Que se ocupa en hacer un repertorio de los ruidos corporales
Que por qué nunca en mi larga existencia me había casado, es la pregunta que me hace Cunegunda Bonaventura en nuestra noche de bodas. ¿Haré, por fin, una pura confesión? Es tan simple y tan sucia, y explica tan bien las deformaciones de mi mente… Pero, en fin, lo diré: por los ruidos corporales. Nunca soporté la gama crepitante del hervidero del cuerpo. No acepto ni siquiera el triquitraque del pulso. Esa remota percusión amniótica (clepsidra de sangre del cuerpo) es para mí angustia por el paso del tiempo, cruel reloj, innecesario ruido del alma silenciosa, confutación del espíritu inmutable y afirmación del transcurrir.
Además, mientras se escucha ese palpitar ordenado, puede superponerse un repentino crujir de vísceras más bajas. Burdos líquidos burbujeantes que pasan de un sitio a otro, borgorigmos inesperados, tripas que se acomodan en el espacio estrecho de la caja torácica.
Para no hablar de la estridencia de los estornudos con su ducha en aerosol de saliva y de gérmenes.

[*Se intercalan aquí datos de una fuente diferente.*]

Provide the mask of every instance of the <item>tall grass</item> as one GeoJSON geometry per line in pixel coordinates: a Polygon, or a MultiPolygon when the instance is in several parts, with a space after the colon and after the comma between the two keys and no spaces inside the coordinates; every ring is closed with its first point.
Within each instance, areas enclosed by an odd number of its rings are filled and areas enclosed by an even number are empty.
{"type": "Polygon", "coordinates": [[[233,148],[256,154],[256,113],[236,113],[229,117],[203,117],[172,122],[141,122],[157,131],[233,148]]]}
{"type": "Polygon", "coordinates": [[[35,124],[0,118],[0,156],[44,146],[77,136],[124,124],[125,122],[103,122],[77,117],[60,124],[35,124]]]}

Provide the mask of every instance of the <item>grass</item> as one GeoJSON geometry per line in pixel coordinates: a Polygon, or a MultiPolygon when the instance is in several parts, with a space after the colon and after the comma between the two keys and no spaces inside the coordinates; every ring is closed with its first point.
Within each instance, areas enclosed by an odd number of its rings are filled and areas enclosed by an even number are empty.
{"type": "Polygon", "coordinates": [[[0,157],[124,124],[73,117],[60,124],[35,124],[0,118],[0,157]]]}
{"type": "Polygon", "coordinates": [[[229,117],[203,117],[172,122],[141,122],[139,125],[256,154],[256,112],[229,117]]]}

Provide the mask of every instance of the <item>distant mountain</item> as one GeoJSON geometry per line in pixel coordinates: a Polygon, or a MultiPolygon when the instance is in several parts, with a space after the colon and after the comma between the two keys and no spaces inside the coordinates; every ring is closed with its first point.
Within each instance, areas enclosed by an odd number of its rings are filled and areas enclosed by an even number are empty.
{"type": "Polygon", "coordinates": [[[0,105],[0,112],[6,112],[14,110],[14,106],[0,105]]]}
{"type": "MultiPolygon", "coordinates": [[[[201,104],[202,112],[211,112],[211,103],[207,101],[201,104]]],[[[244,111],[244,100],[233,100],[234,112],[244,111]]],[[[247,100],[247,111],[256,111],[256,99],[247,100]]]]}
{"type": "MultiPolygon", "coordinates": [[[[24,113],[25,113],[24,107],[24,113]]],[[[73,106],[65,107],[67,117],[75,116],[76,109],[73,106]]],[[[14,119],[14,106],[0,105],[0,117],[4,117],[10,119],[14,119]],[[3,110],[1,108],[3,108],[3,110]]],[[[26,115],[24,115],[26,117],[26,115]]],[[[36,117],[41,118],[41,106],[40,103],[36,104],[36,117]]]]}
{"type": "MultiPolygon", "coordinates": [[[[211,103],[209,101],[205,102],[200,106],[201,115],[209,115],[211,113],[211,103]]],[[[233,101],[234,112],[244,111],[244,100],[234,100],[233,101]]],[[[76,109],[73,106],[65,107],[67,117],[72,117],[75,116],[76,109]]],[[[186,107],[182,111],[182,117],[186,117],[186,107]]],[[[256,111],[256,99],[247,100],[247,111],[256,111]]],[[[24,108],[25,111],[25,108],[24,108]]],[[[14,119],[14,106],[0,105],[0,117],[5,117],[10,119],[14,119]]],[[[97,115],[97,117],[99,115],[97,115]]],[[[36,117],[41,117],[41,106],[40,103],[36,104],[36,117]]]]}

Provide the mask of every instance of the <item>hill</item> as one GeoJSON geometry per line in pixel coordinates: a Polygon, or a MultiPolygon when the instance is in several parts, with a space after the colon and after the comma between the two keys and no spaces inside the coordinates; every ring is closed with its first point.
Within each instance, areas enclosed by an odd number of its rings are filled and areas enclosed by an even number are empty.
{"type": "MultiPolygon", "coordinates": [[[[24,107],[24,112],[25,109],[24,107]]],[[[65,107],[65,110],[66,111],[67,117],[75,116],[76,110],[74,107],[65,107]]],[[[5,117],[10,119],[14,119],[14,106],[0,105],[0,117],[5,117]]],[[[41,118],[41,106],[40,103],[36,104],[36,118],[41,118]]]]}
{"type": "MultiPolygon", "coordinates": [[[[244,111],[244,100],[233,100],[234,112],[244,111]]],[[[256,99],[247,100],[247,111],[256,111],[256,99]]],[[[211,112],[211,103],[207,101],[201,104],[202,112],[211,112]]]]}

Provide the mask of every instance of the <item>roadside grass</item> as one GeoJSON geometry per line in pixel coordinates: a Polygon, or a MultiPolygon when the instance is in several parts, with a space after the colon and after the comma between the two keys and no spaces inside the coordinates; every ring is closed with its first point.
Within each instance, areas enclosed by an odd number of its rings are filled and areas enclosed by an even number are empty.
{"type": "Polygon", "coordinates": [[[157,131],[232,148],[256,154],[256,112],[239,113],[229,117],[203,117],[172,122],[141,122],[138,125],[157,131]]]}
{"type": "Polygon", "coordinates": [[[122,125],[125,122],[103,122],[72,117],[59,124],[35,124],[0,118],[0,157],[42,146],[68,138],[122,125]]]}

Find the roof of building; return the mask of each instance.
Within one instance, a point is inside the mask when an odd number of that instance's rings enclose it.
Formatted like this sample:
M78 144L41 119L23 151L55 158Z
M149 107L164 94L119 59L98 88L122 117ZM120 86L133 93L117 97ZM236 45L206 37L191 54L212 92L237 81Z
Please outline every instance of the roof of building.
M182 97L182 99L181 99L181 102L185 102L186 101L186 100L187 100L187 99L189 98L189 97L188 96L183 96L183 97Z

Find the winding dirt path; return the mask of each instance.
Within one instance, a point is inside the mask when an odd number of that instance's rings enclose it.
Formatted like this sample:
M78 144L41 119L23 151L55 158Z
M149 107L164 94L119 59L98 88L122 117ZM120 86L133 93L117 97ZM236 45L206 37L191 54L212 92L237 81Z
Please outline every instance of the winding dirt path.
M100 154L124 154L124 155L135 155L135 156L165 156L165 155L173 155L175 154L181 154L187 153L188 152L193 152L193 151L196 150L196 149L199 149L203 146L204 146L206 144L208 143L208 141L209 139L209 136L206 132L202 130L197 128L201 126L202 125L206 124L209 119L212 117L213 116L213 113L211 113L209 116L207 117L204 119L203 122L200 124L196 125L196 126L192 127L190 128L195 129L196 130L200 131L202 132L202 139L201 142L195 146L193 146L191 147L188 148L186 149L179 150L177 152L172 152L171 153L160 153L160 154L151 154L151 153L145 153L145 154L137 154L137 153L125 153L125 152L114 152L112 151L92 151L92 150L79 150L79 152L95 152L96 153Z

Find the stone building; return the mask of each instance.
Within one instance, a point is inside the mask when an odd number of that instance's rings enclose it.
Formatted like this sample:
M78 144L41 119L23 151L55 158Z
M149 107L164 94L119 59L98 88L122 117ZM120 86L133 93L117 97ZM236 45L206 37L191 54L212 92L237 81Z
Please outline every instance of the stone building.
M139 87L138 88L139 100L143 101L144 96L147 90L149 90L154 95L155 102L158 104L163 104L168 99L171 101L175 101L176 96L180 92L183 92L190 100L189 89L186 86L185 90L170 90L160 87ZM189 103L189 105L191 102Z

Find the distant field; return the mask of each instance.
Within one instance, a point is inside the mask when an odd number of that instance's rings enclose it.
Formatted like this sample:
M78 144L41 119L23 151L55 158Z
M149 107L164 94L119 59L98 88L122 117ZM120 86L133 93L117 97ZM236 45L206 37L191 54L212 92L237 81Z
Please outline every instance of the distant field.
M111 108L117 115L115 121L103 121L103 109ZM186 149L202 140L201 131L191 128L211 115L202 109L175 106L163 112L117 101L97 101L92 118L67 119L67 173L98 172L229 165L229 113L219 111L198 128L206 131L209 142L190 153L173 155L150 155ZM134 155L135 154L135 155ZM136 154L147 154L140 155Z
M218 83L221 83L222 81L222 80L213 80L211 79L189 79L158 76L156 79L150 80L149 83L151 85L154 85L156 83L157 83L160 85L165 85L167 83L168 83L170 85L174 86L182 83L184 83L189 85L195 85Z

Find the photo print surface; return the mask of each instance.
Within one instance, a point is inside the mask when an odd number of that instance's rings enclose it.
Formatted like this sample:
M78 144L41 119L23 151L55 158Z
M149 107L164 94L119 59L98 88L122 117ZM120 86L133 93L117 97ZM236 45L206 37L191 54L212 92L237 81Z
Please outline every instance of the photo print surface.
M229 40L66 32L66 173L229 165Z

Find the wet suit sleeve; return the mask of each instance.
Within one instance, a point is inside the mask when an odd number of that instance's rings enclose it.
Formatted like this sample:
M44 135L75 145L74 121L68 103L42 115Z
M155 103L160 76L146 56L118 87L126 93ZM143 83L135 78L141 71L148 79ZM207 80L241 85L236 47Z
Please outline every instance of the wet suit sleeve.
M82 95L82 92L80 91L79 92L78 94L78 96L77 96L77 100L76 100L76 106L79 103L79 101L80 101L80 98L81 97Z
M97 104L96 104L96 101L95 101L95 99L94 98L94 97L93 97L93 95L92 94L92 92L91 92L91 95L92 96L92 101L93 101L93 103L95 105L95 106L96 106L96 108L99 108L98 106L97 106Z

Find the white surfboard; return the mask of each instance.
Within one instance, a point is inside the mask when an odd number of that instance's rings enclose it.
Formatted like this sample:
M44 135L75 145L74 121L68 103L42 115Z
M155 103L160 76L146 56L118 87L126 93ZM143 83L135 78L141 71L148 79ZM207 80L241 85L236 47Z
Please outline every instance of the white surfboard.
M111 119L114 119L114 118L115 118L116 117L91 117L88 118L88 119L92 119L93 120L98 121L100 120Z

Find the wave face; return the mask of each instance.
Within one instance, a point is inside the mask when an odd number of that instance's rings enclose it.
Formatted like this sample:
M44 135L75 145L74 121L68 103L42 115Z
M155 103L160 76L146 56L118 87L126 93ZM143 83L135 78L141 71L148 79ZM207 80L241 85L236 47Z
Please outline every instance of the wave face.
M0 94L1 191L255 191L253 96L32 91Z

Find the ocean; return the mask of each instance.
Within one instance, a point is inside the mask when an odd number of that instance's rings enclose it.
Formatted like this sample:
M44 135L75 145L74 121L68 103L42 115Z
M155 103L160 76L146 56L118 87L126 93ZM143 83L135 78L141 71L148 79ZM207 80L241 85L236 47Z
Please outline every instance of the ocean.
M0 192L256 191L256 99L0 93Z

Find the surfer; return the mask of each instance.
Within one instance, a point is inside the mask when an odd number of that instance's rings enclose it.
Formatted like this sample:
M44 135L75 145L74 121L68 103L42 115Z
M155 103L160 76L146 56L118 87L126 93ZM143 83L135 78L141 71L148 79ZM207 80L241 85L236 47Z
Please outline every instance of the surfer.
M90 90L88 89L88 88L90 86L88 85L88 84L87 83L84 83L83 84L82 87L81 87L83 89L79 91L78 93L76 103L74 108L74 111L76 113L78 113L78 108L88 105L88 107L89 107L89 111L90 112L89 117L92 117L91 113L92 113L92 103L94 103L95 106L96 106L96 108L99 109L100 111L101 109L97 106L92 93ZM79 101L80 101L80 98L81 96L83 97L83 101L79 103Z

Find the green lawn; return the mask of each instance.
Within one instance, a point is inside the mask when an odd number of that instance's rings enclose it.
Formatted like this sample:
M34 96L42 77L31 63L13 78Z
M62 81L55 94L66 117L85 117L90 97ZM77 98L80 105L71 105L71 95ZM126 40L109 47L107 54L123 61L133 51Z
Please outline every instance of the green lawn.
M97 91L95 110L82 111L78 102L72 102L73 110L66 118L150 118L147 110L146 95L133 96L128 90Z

O los golpes convulsivos de la tos con el climax carraspeante del catarro desgarrado. O el repentino ronquido del eructo, que es pedo malogrado. O el ritmo caótico y secreto del hipo. O la metralla hedionda de las ventosidades inferiores, regüeldo posterior. O el estertor de ahogado del bostezo. O el silbido estridente (¿de adentro, de afuera?) que a veces se apodera de los tímpanos.
Recuerdo que de niño me daba escalofríos esa gente que se sonaba en misa, o en lo mejor de una lectura de Isaacs, en clase. Me exasperan esos que se doblan los dedos hasta hacerlos traquear con esa protesta seca de las coyunturas. Y la maquinaria oxidada de las rodillas crujientes. Y la chimenea obstruida de la angina, y el sorber de narices, y el cucurrucutú pesado del asmático, y el chapoteo monótono y voraz del lactante.
Desde los mas nítidos, como el resoplido anhelante del cansancio o el jadeo sofocado del susto, hasta los más leves, más sutiles, y que por lo mismo captan nuestra atención con mayor tiranía, como el diminuto chasquido de los párpados (oh sí, se necesita un oído muy fino para oírlo) con su abrir y cerrar intermitente en un pequeño golpe que no es líquido ni contundente. La voz, la respiración, el espíritu, acechados por tantas disonancias.
Por ruidos secos, húmedos, espesos, agudos, bajos, agobiantes. Como el chorro de la meada contra el agua del sanitario, cascada diminuta, con sus golpes finales intermitentes, cuando los esfínteres escurren la vejiga, y todo termina en una gota, otra gota (plas), con un desespero de grifo mal cerrado hasta la última gota. Como la histeria sonora del sollozo, los ruidos guturales, los gemidos agudos, la nariz succionada, el charco chapoteante de los ojos. Y el chasquear de la lengua para decir que no, y la carcajada sonora del aplauso o el gutural aplauso de la carcajada.
Salvo, tal vez, el rumor de los besos. El rumor de los besos sobre la piel de Angela Pietragrúa (y de tu piel también, está bien, Cunegunda), del cuello hasta las nalgas. El rumor de los besos en sus labios o en los labios míos, la boca recogida en una trompa o tromba o trampa aspiradora, las trompas que se unen y se chupan y retumban con esa resonancia que conmueve todo el cuerpo. O ese rumor sordo de los besos herméticos, que parece que el alma (no sé qué es eso, un hueco) se estremeciera y emitiera un chirrido inaudible, doloroso, audible solamente para adentro. Mi ficción científica, mi sueño de ser un ángel, ha esperado en vano una operación magnífica que me despoje del cuerpo, este animal. Este es el sueño: la cabeza cortada (el resto en pasto a los cerdos) y maquinarias y tubos que me mantengan en vida, que sostengan la actividad silenciosa del cerebro, nada más. El sueño de un alma pura (despojada de deseos, ruidos, necesidades) transformado por el racional cientifismo del que no cree en el alma sino en la materia gris como fuente de todo el pensamiento.